Note on negative result: A prior attempt at intra-block SIMD (processing one block via v128 with shuffles) measured 0.60–0.72× scalar across 4 attempts. Root causes: (a) no native i32x4.rotl — each rotation costs 3 v128 ops vs 1 scalar (640 rotations per block = 3× instruction count), (b) 6 shuffles per double round for the diagonal, (c) V8/JSC already register-promotes fixed-address loads for the scalar path. See docs/chacha_simd_bench.md for full analysis. Inter-block parallelism avoids all three issues.

Single exported function wipeBuffers() that calls memory.fill(offset, 0, size) for every buffer region. Covers key material, nonces, state, intermediate computations, chunk buffers, XChaCha20 subkey, and the SIMD work buffer. Called by the TypeScript dispose() method.

buffers.ts
	^           ^           ^           ^
	|           |           |           |
chacha20.ts   poly1305.ts   wipe.ts   chacha20_simd_4x.ts
	|           |           |           |
	+-----------+-----------+-----------+
	                        |
	                     index.ts (re-exports all)

chacha20.ts, poly1305.ts, and chacha20_simd_4x.ts are independent of each other. They all import only from buffers.ts. The AEAD composition (calling chachaGenPolyKey then feeding ciphertext through polyUpdate) happens in the TypeScript layer, not in the WASM module. wipe.ts imports buffer offsets from buffers.ts and has no dependency on any algorithm implementation.

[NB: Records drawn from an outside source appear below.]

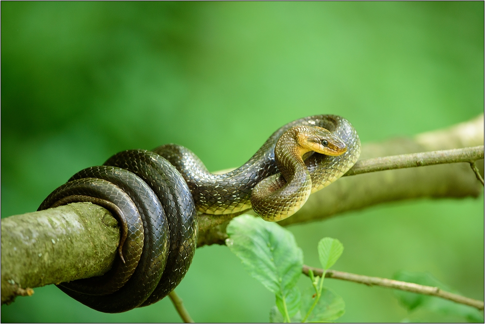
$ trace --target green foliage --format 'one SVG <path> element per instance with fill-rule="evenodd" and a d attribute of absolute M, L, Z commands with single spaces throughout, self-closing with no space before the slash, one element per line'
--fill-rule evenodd
<path fill-rule="evenodd" d="M 317 297 L 313 287 L 309 287 L 302 293 L 301 312 L 306 314 L 309 310 Z M 313 297 L 313 298 L 312 298 Z M 323 287 L 321 296 L 313 311 L 307 319 L 307 323 L 335 321 L 345 312 L 345 303 L 341 297 L 330 288 Z"/>
<path fill-rule="evenodd" d="M 318 242 L 318 258 L 323 270 L 335 264 L 343 252 L 343 246 L 338 240 L 325 237 Z"/>
<path fill-rule="evenodd" d="M 314 277 L 311 270 L 312 286 L 301 296 L 295 285 L 301 274 L 303 253 L 291 232 L 275 223 L 242 215 L 231 221 L 227 232 L 226 245 L 241 260 L 247 273 L 275 294 L 276 307 L 270 311 L 271 323 L 328 322 L 343 314 L 343 300 L 324 289 L 323 278 Z M 338 240 L 327 237 L 320 241 L 319 255 L 325 270 L 343 250 Z"/>
<path fill-rule="evenodd" d="M 293 234 L 275 223 L 250 215 L 233 219 L 227 232 L 229 249 L 248 273 L 275 294 L 278 309 L 289 321 L 300 308 L 300 292 L 295 285 L 303 265 L 303 252 Z"/>
<path fill-rule="evenodd" d="M 457 293 L 457 292 L 453 291 L 428 273 L 400 271 L 394 275 L 394 278 L 396 280 L 414 282 L 425 286 L 437 287 L 444 291 Z M 444 315 L 454 315 L 461 317 L 471 323 L 484 322 L 484 317 L 481 313 L 471 306 L 458 304 L 437 297 L 399 290 L 394 291 L 394 294 L 400 303 L 410 312 L 421 308 Z"/>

Implicit constraints enforced by the TypeScript layer:

• Keys must be exactly 32 bytes (256-bit).
• ChaCha20 nonces must be exactly 12 bytes (96-bit).
• XChaCha20 nonces must be exactly 24 bytes (192-bit).
• polyUpdate staging buffer is 64 bytes; the TS wrapper must not write more than 64 bytes per call.
• The block counter is u32; a single (key, nonce) pair supports at most 2^32 blocks = 256 GB of keystream. Exceeding this wraps the counter to 0, which produces keystream reuse.